Complete guide to network virtualization
There are a number of emerging and proposed standard protocols focused on optimizing the support that data center Ethernet LANs provide for server virtualization. Several of these protocols are aimed at network virtualization via the creation of multiple virtual Ethernet networks that can share a common physical infrastructure in a manner that is somewhat analogous to multiple virtual machines sharing a common physical server.
Most protocols for network virtualization are based on creating virtual network overlays using techniques based on encapsulation and tunneling. The most commonly discussed protocols include VXLAN, NVGRE, STT, and SPB MAC-in-MAC. SPB is already an IEEE standard, while it is likely that only one of the other proposals will achieve IETF standard status, most likely VXLAN.
Traditional network virtualization
The one-to-many virtualization of network entities is not a new concept. The most common examples are VLANs and Virtual Routing and Forwarding (VRF) instances.
VLANs partition the network into as many as 4,094 broadcast domains, as designated by a 12-bit VLAN ID tag in the Ethernet header. VLANs have been a convenient means of isolating different types of traffic that share the same switched LAN infrastructure.
In data centers that make extensive use of server virtualization, the limited number of VLANs can present problems, especially when large number of tenants need to be supported, each requiring multiple VLANs. Extending VLANs across the data center via 802.1Q trunks to support VM mobility adds operational cost and complexity. In data centers based on Layer 2 server-to-server connectivity, large numbers of VMs, each with its own media access control address, can also place a burden on the forwarding tables capacities of Layer 2 switches.
VRF is a form of Layer 3 network virtualization in which a physical router supports multiple virtual router instances, each running its own routing protocol instance and maintaining its own forwarding table.

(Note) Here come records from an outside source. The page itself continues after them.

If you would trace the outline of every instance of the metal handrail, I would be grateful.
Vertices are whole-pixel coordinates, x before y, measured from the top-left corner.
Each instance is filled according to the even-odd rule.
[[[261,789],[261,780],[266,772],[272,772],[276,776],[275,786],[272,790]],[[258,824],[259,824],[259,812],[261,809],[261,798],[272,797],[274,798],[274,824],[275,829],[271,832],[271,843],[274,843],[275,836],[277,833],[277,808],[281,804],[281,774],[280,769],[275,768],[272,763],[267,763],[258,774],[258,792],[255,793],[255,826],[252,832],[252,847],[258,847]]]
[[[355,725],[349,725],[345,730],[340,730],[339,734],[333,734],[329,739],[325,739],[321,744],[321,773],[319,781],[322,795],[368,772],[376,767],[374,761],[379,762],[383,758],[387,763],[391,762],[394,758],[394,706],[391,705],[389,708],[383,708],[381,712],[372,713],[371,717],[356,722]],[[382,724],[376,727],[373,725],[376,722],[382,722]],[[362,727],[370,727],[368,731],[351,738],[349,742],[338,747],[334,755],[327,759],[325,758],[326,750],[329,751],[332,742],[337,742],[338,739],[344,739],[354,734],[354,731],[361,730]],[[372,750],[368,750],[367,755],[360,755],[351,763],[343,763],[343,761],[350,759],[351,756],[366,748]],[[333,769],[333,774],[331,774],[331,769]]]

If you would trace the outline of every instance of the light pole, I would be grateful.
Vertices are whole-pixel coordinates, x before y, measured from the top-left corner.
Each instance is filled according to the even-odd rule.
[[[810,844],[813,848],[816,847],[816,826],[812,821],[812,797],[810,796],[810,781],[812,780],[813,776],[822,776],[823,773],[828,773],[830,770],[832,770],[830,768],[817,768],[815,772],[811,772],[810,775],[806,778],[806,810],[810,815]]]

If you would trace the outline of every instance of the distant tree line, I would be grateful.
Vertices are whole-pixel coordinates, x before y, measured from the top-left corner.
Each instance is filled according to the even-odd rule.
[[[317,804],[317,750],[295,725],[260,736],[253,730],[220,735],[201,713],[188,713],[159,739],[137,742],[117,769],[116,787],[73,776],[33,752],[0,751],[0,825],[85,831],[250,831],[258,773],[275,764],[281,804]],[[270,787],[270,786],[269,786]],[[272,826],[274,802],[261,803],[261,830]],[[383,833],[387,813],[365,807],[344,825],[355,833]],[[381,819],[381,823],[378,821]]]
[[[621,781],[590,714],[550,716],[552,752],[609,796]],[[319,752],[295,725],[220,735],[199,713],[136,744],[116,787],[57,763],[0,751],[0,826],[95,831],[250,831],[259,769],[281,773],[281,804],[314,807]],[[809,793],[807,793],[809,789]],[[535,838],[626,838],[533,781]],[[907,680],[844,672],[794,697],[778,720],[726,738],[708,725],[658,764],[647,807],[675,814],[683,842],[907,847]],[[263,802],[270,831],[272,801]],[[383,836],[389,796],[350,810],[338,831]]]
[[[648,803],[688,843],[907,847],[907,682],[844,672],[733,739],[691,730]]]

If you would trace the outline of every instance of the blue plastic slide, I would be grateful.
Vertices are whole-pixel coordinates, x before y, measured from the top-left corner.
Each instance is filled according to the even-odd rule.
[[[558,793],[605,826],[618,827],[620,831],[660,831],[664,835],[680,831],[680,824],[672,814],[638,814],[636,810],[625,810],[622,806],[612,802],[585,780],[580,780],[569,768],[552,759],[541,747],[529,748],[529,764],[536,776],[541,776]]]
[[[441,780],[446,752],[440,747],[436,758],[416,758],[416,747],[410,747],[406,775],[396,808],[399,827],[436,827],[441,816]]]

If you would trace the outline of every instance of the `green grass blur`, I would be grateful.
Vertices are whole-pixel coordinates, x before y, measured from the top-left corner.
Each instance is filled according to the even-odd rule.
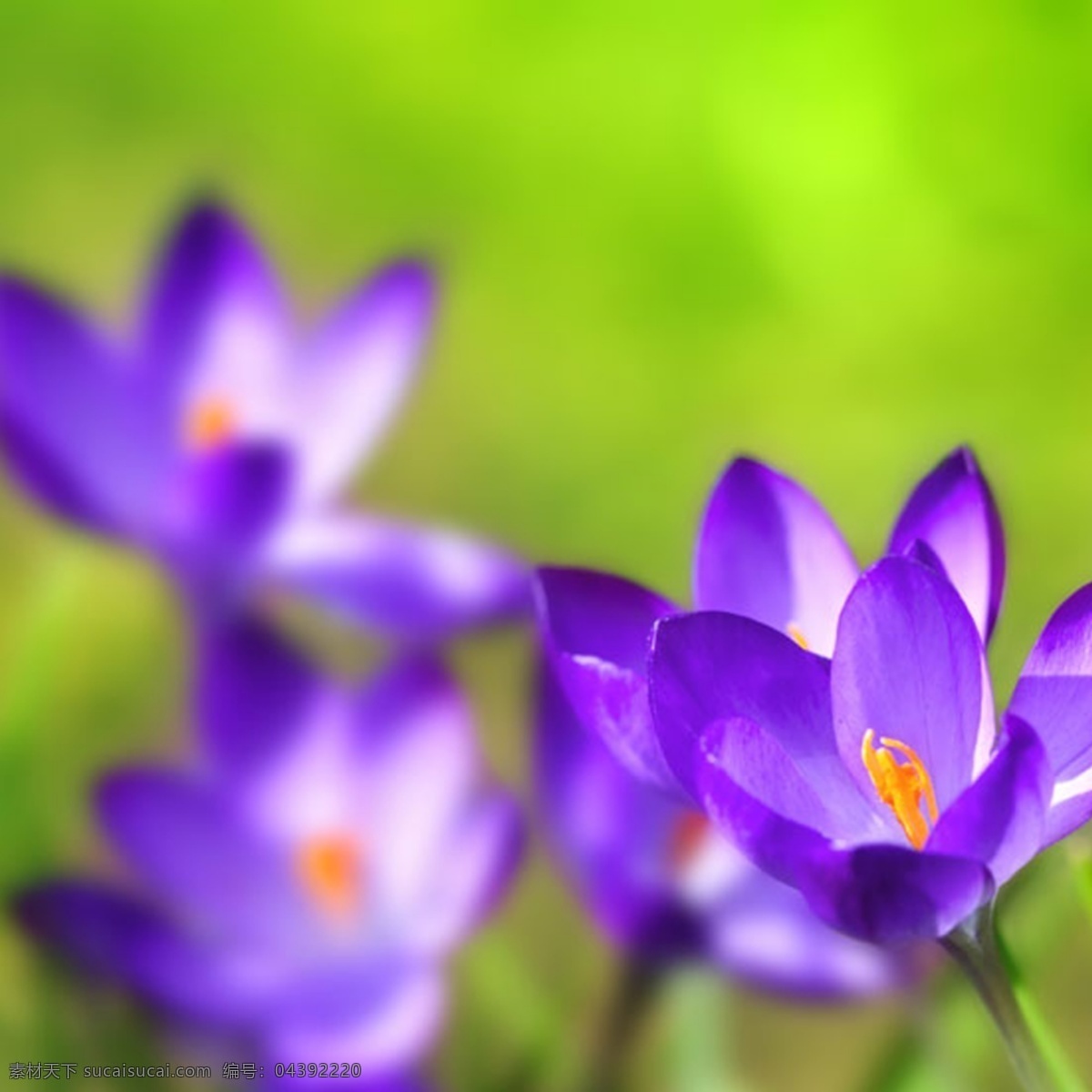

Unlike VLANs, VRF does not use a tag in the packet header to designate the specific VRF to which a packet belongs. The appropriate VRF is derived at each hop based both on the incoming interface and on information in the frame. An additional requirement is that each intermediate router on the end-to-end path followed by a packet needs to be configured with a VRF instance that can forward that packet.
Network Virtualization with Overlays
Because of the shortcomings of the traditional VLAN or VRF models, a number of new techniques for creating virtual networks have recently emerged. Most are based on the use of encapsulation and tunneling to construct multiple virtual network topologies overlaid on a common physical network.
A virtual network can be a Layer 2 network or a Layer 3 network, while the physical network can be Layer 2, Layer 3 or a combination depending on the overlay technology. With overlays, the outer (encapsulating) header includes a field that is generally 24 bits wide that carries a virtual network instance ID (VNID) that specifies the virtual network designated to forward the packet.
Virtual network overlays can provide a wide range of benefits, including:
• Support for essentially unlimited numbers of virtual networks; for example the 24-bit header enables the creation of up to 16 million virtual networks.
• Decoupling of the virtual network topology, service category (L2 or L3) and addressing from those of the physical network. The decoupling avoids issues such as MAC table size in physical switches.
• Support for virtual machine mobility independent of the physical network. If a VM changes location, even to a new subnet, the switches at the edge of the overlay simply update their mapping tables to reflect the new location of the VM. The network for a new VM can be provisioned entirely at the edge of the network.
• Ability to manage overlapping IP addresses between multiple tenants.
• Support for multi-path forwarding within virtual networks
The main difference between the various overlay protocols lies in their encapsulation formats and the control plane functionality that allows ingress (encapsulating) devices to map a frame to the appropriate egress (decapsulating) device.
VXLAN
Virtual eXtensible LAN (VXLAN) virtualizes the network by creating a Layer 2 overlay on a Layer 3 network via MAC-in-UDP encapsulation. The VXLAN segment is a Layer 3 construct that replaces the VLAN as the mechanism that segments the data center LAN for VMs.
Therefore, a VM can only communicate or migrate within a VXLAN segment. The VXLAN segment has a 24-bit VXLAN Network identifier. VXLAN is transparent to the VM, which still communicates using MAC addresses. The VXLAN encapsulation is performed through a function known as the VXLAN Tunnel End Point (VTEP), typically provided by a hypervisor switch or a possibly a physical access switch.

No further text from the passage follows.